Yes, because the two riders they have now have very different styles. With Lorenzo and Rossi, Yamaha had parallel feedback that made sense. The two knew what they wanted -- basically the same kind of bike, that was a good common base adjustable to their personal preferences via setup changes. Fine. But now, they have Vinales who is a purely instinctive rider, point and shoot style. He can tell whether he feels fine with the bike or not, but not much more.
Rossi is a corner speed rider who has become more and more analytical as he grows old. He needs the bike in a certain precise way. So probably he gives even too much feedback. But what he says doesn't match with his teammate's feedback, so engineers have a problem.

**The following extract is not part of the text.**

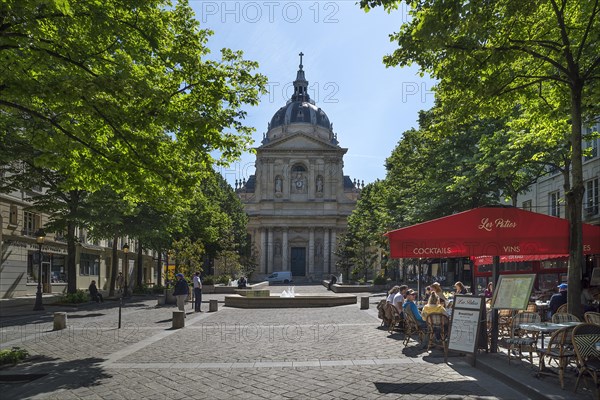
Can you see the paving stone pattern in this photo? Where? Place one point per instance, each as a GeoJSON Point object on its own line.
{"type": "Point", "coordinates": [315, 353]}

And when engineers compare the two riders' subjective feedback with hard data, they have three things that do not match. So what happens? They go their own way, and Yamaha is becoming more of an engineer's bike as a result, and less of a rider's bike.
The 2016 bike issue: Rossi says it felt fine, but it had the problem of wasting the rear tire before the end of a race. Remember? Now, Zarco is so fast on the 2016 bike because he is the best at managing the Michelin tires. (By the way, he is a French rider who rides for a French team. Vive la France!) Great also for Dorna's business in France.

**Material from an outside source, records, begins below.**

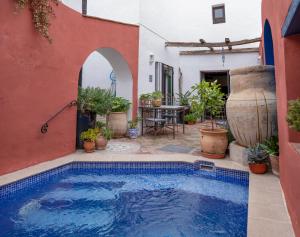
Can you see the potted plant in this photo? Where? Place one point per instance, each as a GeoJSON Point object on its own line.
{"type": "Point", "coordinates": [146, 99]}
{"type": "Point", "coordinates": [89, 137]}
{"type": "Point", "coordinates": [191, 118]}
{"type": "Point", "coordinates": [208, 97]}
{"type": "Point", "coordinates": [133, 130]}
{"type": "Point", "coordinates": [271, 146]}
{"type": "Point", "coordinates": [293, 116]}
{"type": "Point", "coordinates": [257, 159]}
{"type": "Point", "coordinates": [117, 118]}
{"type": "Point", "coordinates": [91, 101]}
{"type": "Point", "coordinates": [101, 141]}
{"type": "Point", "coordinates": [156, 98]}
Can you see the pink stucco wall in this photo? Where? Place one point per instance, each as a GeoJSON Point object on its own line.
{"type": "Point", "coordinates": [287, 57]}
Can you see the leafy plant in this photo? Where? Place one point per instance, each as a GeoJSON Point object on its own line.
{"type": "Point", "coordinates": [208, 97]}
{"type": "Point", "coordinates": [106, 133]}
{"type": "Point", "coordinates": [120, 104]}
{"type": "Point", "coordinates": [147, 96]}
{"type": "Point", "coordinates": [184, 99]}
{"type": "Point", "coordinates": [293, 116]}
{"type": "Point", "coordinates": [94, 100]}
{"type": "Point", "coordinates": [133, 123]}
{"type": "Point", "coordinates": [41, 11]}
{"type": "Point", "coordinates": [157, 95]}
{"type": "Point", "coordinates": [271, 146]}
{"type": "Point", "coordinates": [100, 124]}
{"type": "Point", "coordinates": [257, 155]}
{"type": "Point", "coordinates": [89, 135]}
{"type": "Point", "coordinates": [191, 118]}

Interesting notes: the winner of Valencia 2017 was slower than the winner of Valencia 2016 by 20 seconds. Rossi was slower than himself by 15 seconds Similar weather and track conditions. The two factory Yamahas used 2016 frames, courtesy of Tech3: Rossi said it felt better, but he was slower by 15 seconds compared to his 2016 race.
So the tires must have changed really a lot, and Yamaha are those suffering the most. With the lonely exception of Zarco. It will be interesting to see how this situation develops.